Perhaps that's why it took the White House more than three hours to say that it stood with the Turkish government and against the coup. No matter who came out on top, the administration would still need to use Incirlik airbase for airstrikes in its phony war against ISIS. After all, what if there were a terror attack against America in Obama's last months inspired by ISIS? As French president Francois Hollande has found, the only immediately available political response to terror at home is dropping more tonnage on Syria and Iraq. To side too early with either Erdogan or the coup might've prejudiced the eventual victor's disposition and eliminated the White House's go-to option in the event of a domestic catastrophe.

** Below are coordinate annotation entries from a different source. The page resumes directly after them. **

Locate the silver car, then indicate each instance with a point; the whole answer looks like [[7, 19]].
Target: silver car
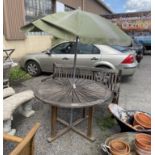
[[88, 55]]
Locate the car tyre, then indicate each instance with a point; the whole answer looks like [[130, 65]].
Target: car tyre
[[33, 68]]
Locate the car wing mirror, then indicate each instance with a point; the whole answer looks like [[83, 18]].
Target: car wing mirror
[[48, 52]]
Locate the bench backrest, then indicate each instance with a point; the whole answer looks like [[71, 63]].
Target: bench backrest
[[108, 77]]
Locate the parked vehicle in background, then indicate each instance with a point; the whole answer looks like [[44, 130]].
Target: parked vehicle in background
[[145, 41], [88, 55], [135, 50], [139, 48]]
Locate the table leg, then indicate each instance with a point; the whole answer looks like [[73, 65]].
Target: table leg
[[53, 120], [90, 122]]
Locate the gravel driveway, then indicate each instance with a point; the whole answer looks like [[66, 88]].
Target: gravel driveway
[[135, 94]]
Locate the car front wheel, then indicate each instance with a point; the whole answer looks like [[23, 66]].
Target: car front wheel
[[33, 68]]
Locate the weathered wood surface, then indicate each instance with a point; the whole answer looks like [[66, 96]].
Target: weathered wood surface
[[25, 145], [91, 86]]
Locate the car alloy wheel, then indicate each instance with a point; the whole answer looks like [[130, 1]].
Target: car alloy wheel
[[33, 68]]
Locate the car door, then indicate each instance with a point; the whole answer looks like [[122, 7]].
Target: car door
[[88, 55], [63, 54]]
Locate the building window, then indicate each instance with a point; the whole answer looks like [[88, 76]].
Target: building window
[[35, 9], [68, 8]]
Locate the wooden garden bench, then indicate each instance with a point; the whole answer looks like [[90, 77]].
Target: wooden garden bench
[[108, 77]]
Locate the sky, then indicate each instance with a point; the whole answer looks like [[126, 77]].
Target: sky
[[120, 6]]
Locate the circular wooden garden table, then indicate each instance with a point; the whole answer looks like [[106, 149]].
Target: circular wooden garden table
[[66, 93]]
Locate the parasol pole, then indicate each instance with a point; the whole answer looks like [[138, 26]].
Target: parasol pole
[[75, 59]]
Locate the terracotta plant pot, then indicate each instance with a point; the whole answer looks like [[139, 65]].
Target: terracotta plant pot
[[142, 119], [141, 151], [143, 141], [118, 147]]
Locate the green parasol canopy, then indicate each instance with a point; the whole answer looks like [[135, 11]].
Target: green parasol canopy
[[90, 28]]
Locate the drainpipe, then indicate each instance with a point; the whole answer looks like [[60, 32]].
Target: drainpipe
[[53, 7], [83, 5]]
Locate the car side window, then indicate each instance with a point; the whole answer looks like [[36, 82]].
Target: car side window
[[85, 48], [64, 48], [95, 50]]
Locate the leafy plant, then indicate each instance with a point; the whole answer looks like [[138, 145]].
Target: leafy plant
[[17, 74]]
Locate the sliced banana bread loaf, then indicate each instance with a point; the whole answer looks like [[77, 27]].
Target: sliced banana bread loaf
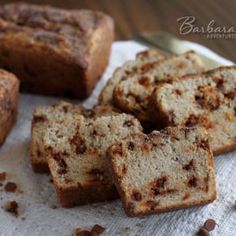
[[58, 113], [55, 51], [129, 67], [163, 171], [9, 89], [132, 94], [76, 153], [207, 100]]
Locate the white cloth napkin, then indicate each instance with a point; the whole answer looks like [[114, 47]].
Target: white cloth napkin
[[38, 193]]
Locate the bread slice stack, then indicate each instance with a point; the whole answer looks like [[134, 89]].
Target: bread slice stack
[[91, 154], [205, 100], [132, 93], [163, 170]]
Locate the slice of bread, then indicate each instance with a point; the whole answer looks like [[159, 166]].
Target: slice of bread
[[9, 92], [207, 100], [163, 171], [147, 56], [133, 92], [57, 112], [76, 153]]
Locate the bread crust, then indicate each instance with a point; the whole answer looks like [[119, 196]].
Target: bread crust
[[76, 196], [9, 89], [54, 51]]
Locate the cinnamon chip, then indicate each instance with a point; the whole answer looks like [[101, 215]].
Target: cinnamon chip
[[10, 187], [210, 224], [11, 207], [79, 232], [203, 232], [97, 230], [3, 176]]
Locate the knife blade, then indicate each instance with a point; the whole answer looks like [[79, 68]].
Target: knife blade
[[168, 44]]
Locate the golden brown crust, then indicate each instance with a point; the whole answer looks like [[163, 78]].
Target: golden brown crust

So Obama played it cool, but there's still a very big problem. Or let's put it like this: Let's say Erdogan and the AKP are making it up on the fly, as some regional conspiracy theorists seem to believe, and that Ankara is just hanging the coup on Gulen because it's a matter of convenience. Why not stick it to the preacher in the Poconos? Because that means that Erdogan has put the United States and Turkey on a collision course. Maybe Erdogan is so arrogant he intended to forge a rupture with the leader of the free world. But given his problems in the region—a war at home with the PKK, a war in Syria that has flooded Turkey with nearly three million refugees, trouble with Iran and Russia, and barely renewed relations with Israel—it seems unlikely he sought to further isolate Turkey by setting it against NATO's prime force.
If Gulen really is responsible, then the United States is hosting the man who engineered the coup against the government of Turkey and shed blood in the streets of Turkish cities.